The panel is still holding onto its concerns about the installation blankets (COPV) used in SpaceX’s internal helium tanks, the location of the problem that caused the September 2016 launchpad explosion. Despite SpaceX’s apparent fixing of this problem, with 40 successful launches since that failure, they are listing further vague requirements:
[W]e believe that the team has yet to arrive at a clear definition of the risk posture or mitigation strategies related to operations with the redesigned COPV. The testing is continuing, and we will follow the results as they develop. It is imperative that the Program understands the potential hazards, the controls of those hazards, and the margins involved, and also ensures that the operating environment stays within those margins if the redesigned COPV tanks are to be implemented for crewed flights.
Essentially, the panel’s requirements here gives it the right to delay things indefinitely but with enough wiggle room so that they can say “never mind” again when the political pressure to stop delaying finally gets too hot.
Earlier the panel had demanded that SpaceX fly the rocket design it will use for the manned flights, called Block 5, seven times before the panel will okay a manned flight. SpaceX has been proceeding through these launches, without problems. The wording above is vague enough that it could permit the panel to expand these demands, should it decide it wishes to.
Meanwhile, the panel’s review of NASA SLS/Orion program lists numerous problems that are far more serious and fundamental. It also contains at least one outright lie, stating the following in reference to the 2014 unmanned Orion test flight:
Exploration Flight Test-1 returned data that resulted in a completely different approach to the design and manufacture of the capsule heat shield.
To repeat for emphasis, this is a lie. NASA had already decided, before the 2014 flight, to dump the heat shield it used on this test and replace it with a different design. The flight really accomplished only one thing: Give NASA and SLS/Orion some badly needed positive press exposure.
Other issues for SLS/Orion include the possibility that the first unmanned test will fly without the ability to gather data about its systems. NASA has apparently decided that should an avionics box fail once the rocket has reached the launchpad, they will not roll things back to the assembly building to replace it because that will involve too much delay. Instead, they will do the launch without, even though this will prevent them from gathering data on the success or failure of the newly designed heat shield.

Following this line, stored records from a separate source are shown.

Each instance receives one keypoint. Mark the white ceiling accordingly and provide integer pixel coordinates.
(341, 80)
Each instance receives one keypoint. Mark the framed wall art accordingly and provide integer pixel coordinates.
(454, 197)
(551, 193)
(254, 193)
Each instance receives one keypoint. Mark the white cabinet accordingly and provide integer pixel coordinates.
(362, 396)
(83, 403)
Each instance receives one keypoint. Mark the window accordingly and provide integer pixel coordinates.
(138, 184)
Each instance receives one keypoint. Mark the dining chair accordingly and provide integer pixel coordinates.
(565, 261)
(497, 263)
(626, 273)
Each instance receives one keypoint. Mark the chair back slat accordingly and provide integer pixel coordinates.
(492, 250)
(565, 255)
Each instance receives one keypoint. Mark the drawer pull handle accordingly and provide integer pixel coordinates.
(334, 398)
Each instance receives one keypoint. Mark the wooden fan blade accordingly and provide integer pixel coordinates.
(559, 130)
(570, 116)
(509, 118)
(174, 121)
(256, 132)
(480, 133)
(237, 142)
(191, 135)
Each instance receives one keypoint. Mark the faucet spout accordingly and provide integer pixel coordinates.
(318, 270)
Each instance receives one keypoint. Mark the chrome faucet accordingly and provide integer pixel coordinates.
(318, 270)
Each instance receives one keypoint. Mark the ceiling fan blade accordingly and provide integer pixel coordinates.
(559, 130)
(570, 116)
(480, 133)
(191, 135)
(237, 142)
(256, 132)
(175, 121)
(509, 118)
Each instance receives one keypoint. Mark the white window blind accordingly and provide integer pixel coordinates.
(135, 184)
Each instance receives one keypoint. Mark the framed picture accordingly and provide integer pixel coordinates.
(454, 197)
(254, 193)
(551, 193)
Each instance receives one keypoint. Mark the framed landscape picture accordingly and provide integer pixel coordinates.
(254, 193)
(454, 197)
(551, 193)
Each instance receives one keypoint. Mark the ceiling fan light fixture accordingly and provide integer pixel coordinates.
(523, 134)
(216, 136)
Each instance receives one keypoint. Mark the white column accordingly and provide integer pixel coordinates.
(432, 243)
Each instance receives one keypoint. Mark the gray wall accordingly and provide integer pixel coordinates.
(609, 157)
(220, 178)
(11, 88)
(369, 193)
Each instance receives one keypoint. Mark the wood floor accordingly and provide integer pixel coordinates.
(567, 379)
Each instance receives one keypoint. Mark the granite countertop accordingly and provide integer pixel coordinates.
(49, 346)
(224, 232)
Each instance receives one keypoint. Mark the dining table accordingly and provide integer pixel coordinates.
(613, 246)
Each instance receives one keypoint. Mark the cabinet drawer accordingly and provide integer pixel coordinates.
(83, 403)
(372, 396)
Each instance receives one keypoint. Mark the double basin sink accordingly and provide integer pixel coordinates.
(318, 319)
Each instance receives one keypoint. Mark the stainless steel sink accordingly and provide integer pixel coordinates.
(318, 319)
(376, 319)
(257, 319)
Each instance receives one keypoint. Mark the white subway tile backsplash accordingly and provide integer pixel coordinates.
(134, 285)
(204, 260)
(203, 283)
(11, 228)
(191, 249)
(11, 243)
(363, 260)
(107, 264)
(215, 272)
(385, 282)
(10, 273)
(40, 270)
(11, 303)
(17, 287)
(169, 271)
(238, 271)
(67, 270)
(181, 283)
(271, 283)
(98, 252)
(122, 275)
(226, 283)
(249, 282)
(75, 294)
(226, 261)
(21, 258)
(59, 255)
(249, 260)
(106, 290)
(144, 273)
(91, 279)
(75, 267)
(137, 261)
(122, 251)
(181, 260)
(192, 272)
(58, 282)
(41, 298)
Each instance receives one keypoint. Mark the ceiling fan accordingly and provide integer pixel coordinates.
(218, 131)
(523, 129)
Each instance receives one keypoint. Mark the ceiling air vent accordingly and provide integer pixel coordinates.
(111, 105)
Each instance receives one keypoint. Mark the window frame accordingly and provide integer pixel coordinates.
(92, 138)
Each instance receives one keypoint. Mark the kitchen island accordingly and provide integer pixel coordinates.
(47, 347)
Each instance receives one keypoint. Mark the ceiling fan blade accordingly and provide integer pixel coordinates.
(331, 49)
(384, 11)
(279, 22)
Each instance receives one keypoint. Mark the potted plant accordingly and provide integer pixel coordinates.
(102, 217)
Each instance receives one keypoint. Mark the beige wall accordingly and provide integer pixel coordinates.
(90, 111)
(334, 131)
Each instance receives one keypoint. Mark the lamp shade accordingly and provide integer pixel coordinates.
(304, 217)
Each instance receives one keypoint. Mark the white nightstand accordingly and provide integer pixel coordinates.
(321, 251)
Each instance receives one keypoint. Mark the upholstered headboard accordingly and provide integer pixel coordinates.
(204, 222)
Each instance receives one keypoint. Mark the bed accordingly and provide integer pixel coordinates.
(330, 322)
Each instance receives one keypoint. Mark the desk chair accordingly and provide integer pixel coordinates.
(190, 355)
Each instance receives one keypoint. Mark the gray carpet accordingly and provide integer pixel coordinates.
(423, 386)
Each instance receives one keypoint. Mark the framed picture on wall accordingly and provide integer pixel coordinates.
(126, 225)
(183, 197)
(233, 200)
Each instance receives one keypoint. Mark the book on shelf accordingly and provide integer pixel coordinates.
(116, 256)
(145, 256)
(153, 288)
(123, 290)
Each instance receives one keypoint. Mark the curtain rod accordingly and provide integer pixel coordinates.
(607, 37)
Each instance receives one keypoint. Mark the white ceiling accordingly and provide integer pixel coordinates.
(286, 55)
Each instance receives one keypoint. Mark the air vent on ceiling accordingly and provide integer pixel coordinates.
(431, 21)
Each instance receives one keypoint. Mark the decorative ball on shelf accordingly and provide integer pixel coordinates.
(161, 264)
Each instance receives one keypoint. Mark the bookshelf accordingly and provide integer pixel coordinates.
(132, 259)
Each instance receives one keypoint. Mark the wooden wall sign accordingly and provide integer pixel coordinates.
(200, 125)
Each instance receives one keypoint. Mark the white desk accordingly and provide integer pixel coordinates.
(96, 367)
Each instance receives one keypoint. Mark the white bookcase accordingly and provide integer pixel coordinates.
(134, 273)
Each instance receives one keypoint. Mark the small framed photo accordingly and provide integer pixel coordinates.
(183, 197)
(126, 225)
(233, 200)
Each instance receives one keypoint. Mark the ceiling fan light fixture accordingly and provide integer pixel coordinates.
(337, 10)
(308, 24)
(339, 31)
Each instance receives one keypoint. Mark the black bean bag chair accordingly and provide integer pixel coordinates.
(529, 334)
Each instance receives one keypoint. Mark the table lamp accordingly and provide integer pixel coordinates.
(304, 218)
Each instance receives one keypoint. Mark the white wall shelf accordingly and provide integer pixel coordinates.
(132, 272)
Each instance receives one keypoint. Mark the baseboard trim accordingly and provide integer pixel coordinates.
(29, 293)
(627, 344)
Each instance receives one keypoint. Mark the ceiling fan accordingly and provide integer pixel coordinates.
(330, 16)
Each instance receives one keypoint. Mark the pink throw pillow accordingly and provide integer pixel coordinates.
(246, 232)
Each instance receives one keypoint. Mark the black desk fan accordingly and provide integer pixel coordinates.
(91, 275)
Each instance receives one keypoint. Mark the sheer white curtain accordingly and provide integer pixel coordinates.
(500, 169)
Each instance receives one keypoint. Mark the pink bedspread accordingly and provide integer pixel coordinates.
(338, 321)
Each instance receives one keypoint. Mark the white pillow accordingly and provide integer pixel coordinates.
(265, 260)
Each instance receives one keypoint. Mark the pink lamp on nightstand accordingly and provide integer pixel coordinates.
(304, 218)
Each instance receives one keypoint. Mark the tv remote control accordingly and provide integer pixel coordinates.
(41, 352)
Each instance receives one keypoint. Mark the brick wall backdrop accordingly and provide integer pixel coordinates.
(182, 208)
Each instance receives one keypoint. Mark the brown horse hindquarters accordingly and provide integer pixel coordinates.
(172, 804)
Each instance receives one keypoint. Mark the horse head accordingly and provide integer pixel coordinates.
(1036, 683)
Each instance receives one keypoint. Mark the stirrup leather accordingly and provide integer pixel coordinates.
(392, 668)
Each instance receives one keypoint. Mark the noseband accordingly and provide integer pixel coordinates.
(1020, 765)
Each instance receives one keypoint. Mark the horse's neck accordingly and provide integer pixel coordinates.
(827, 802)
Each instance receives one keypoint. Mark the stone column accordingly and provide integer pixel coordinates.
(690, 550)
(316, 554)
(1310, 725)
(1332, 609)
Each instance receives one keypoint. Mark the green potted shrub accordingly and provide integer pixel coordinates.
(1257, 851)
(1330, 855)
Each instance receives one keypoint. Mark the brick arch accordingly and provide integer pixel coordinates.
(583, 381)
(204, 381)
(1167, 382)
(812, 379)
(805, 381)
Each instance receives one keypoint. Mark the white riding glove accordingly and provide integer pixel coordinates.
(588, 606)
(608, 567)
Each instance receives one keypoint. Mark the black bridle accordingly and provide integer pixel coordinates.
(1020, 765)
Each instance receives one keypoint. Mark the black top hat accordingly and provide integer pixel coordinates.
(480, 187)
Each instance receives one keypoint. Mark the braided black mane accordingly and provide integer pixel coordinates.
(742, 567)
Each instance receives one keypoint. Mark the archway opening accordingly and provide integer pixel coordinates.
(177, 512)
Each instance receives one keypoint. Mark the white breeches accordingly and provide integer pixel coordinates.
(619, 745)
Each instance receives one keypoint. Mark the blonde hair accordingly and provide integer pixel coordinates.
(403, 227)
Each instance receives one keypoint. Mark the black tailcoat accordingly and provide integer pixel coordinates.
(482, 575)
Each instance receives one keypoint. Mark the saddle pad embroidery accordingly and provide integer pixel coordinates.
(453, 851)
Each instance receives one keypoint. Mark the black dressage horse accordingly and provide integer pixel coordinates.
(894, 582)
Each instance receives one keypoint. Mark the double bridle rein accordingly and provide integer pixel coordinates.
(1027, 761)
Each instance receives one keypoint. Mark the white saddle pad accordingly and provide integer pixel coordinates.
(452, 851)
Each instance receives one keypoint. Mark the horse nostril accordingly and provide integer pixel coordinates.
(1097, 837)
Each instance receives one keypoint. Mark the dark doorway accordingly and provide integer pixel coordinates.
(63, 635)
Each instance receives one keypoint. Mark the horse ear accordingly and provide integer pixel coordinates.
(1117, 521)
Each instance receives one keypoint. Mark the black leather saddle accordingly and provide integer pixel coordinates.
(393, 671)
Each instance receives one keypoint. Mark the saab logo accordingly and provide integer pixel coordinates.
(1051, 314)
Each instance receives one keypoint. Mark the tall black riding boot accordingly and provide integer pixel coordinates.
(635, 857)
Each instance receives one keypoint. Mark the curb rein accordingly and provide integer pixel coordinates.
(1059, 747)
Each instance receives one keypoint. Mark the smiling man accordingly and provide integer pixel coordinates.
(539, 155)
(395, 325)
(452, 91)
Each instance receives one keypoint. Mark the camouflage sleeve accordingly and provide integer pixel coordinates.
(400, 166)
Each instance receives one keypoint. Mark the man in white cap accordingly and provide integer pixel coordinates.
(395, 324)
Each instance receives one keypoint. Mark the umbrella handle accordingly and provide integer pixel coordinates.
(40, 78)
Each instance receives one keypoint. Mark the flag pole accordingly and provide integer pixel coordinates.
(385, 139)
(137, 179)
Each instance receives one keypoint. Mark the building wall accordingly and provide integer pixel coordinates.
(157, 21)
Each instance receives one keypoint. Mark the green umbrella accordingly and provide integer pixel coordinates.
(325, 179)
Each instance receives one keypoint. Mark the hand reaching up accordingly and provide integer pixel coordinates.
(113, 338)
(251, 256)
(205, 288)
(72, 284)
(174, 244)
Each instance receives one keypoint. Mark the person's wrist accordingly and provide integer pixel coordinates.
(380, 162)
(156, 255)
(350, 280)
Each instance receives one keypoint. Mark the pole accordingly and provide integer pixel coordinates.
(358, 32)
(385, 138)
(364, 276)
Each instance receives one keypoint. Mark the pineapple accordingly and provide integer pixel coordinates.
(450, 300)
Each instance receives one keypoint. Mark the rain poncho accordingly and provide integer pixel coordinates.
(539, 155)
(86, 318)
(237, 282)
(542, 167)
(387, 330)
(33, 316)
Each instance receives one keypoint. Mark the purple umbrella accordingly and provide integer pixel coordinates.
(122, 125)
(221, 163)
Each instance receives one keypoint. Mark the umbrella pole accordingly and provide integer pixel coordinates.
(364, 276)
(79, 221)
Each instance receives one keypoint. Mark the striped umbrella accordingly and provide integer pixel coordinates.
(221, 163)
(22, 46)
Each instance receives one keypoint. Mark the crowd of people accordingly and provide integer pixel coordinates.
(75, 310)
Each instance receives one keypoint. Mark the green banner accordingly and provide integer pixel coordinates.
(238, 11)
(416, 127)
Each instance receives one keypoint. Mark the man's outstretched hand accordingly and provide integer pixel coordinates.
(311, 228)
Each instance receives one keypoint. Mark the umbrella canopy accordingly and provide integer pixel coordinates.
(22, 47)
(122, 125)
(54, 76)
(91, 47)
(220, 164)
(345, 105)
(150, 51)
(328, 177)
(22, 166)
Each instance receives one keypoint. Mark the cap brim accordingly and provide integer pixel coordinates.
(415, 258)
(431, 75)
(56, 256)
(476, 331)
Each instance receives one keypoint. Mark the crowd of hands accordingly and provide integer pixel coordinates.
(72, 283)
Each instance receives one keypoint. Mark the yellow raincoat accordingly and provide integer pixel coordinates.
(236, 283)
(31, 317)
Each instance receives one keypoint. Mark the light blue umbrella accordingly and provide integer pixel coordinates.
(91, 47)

Since the whole point of a test flight is to gather data about such systems, the test flight could thus turn out to be entirely pointless.
The safety panel however does not appear to be demanding that NASA delay the test launch to make sure the box is working. Instead, its “position is that NASA should aggressively research alternate means to collect the data onboard if the avionics box fails.” This vague position sounds like they are giving NASA wiggle-room to go ahead despite the problem.
Regardless, I consider this safety panel very compromised and a problem for NASA and the United States. Its bureaucratic approach to exploration — by nature a risky endeavor — makes space exploration by the United States difficult if not impossible.